Раздался стук, вошел лейб-доктор. Поставил саквояж на стол, достал миниатюрный шприц. Гитлер спокойно обнажил свой зад и получил укол. Его лицо расплылось в блаженнейшей улыбке… — Постойте, — сказал он лейб-доктору, — вколите также полковнику…
— Я, я… — пытался возразить, но было поздно. Лейб-доктор вколол сквозь галифе. Я взвизгнул, однако тут же пришел в себя: волна прошла по телу, мир изменился. Преобразился и Гитлер. Он вырос на глазах, стал крупным как корова.
— Товарищ Гитлер, — промолвил я, — я понял сей арийский символ. Вы — наша общая кормящая корова. Позвольте вам сознаться: я заслан партизанами, чтобы взорвать вас вместе с потрохами.
Корова посмотрела на меня с безмерной добротой, затем склонилась и лизнула в лоб.
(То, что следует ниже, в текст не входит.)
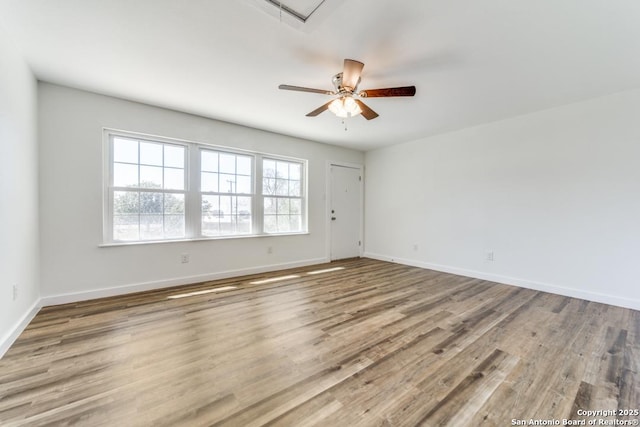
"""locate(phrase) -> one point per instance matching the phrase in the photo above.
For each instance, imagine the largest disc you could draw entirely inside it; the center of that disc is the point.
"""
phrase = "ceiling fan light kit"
(345, 107)
(346, 84)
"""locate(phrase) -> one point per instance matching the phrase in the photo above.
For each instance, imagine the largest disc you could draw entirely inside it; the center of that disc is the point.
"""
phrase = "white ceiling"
(471, 61)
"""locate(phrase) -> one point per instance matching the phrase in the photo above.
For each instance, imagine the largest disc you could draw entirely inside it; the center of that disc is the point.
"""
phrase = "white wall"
(72, 264)
(18, 194)
(555, 195)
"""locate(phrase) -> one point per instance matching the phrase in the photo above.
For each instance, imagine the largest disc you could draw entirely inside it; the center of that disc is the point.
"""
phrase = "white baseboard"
(514, 281)
(177, 281)
(9, 338)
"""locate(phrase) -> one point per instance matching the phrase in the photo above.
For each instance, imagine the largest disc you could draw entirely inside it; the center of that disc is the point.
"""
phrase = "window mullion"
(193, 202)
(258, 200)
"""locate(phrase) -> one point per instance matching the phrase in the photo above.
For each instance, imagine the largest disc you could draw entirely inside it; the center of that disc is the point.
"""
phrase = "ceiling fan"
(348, 104)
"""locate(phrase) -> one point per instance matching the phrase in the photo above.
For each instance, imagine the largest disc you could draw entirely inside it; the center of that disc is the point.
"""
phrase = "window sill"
(200, 239)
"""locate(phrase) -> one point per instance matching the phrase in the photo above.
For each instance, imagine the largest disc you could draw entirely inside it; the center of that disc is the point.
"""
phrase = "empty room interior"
(319, 213)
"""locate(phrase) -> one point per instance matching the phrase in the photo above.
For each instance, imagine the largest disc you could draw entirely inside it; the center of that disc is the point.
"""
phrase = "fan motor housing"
(337, 83)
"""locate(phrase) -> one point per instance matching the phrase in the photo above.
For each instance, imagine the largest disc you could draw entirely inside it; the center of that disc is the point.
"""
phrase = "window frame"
(192, 191)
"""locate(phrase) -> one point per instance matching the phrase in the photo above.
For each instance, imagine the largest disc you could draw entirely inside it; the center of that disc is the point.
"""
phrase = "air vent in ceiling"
(299, 9)
(304, 15)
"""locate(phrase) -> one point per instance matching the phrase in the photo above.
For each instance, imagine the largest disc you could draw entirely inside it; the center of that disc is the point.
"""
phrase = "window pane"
(174, 204)
(227, 163)
(125, 150)
(283, 206)
(270, 205)
(243, 185)
(211, 215)
(227, 183)
(270, 224)
(174, 226)
(150, 153)
(208, 161)
(269, 168)
(174, 219)
(209, 182)
(294, 171)
(150, 177)
(283, 223)
(295, 206)
(282, 187)
(282, 170)
(174, 156)
(244, 165)
(151, 203)
(125, 175)
(151, 227)
(295, 223)
(268, 186)
(126, 202)
(225, 207)
(173, 179)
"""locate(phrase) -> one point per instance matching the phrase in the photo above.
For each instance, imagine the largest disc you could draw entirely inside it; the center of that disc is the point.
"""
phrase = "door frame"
(328, 198)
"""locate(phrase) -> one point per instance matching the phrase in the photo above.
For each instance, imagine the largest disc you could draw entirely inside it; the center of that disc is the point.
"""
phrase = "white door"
(346, 213)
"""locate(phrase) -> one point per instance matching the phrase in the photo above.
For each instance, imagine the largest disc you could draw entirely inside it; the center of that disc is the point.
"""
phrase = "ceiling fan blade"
(391, 91)
(351, 73)
(306, 89)
(319, 109)
(367, 112)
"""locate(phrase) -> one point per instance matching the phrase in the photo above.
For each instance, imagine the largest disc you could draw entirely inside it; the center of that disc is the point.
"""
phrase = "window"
(160, 189)
(148, 190)
(226, 185)
(282, 191)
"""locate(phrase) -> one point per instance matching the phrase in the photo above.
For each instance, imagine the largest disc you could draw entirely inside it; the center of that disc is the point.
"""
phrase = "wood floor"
(352, 343)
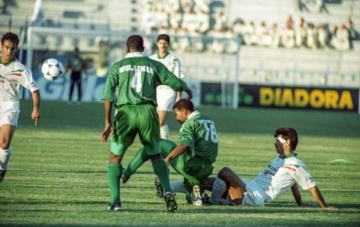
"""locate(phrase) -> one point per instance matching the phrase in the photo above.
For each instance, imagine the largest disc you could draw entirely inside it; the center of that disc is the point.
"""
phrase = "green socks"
(161, 170)
(114, 174)
(136, 162)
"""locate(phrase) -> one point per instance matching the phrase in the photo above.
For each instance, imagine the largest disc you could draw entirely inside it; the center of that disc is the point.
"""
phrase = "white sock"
(177, 186)
(5, 157)
(164, 132)
(218, 190)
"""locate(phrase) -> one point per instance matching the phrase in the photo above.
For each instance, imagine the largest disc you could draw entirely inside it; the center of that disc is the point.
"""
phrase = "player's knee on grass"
(225, 174)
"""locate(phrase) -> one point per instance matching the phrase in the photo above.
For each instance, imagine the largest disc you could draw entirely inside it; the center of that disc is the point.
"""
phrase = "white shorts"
(165, 98)
(9, 113)
(254, 196)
Я понял этот знак, снял форму полковника СС, отвязал взрывчатку от мохнатого чресла и положил ее в корзинку для бумаг. Бросило в жар: больше в этой шкуре я не мог находиться.
Я расстегнул мохнатую одежду собаки-волка. Чихая, встал нараспашку, спросил: «Что делать, Гитлер?» — «Работать над собой! Лишь шок, лишь самообуздание, лишь мука тебя преобразят, мой серый друг… сознательная мука — ишь майне — работа, воздержание и память. Ну а теперь — валяй! А шкуру — оставь на теле!» — Гитлер отпер ключиком запасную дверь и вытолкнул меня в узкий и длинный коридор…
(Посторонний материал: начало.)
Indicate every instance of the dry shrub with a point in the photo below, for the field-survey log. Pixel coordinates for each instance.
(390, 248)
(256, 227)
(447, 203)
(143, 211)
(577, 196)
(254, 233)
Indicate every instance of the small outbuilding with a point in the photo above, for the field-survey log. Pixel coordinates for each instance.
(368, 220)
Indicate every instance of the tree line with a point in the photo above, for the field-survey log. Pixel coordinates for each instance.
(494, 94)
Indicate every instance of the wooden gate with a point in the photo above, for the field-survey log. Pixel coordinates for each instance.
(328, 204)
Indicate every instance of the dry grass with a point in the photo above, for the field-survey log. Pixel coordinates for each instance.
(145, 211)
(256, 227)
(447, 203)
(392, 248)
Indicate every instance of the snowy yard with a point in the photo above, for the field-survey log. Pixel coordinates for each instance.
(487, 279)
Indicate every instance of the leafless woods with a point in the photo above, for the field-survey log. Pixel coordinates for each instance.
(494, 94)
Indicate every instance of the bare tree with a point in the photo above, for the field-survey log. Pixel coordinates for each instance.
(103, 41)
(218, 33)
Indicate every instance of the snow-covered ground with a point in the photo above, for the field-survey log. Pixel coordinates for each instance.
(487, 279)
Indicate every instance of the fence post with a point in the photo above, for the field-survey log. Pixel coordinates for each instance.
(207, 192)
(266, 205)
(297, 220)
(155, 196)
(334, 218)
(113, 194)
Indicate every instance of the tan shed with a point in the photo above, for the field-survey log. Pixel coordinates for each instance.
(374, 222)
Переминаясь с ноги на ногу, дрожа, я начал медленный разбег. Вдоль коридора шли кабели подземной связи, светили тускло лампочки. За поворотом поворот, бежал я прочь от бункера, от места, где был заранее известен исход борьбы.
За километром километр продолжался бег. Благодаря уколу лейб-доктора бежалось легко, на босу-ногу, в чем родила. Лишь под пятами — хруст тончайших косточек. Подумалось: кроссовки бы с липучками — не помешали.
Подземный коридор сужался и снижался, и я уже касался плечами замшелых стен: зеленые разряды вспыхивали от проводов. Подумалось: о мама! Сынков здесь сгинувших — не счесть. Сюда не добежавших — и того боле. А кости их раскиданы по всей земной периферии, особенно в местах, куда стекается клоака мира…
…Уже бежал почти вприсядку, теряясь в разных предположеньях, когда уперся в дверь. Нажал плечом — раздался хруст. Еще плечом — еще раз хруст. Дверь развалилась, я — в подземной комнате. Пустая, оштукатуренная, и на стене — плакат: «К труду и обороне — будь готов!»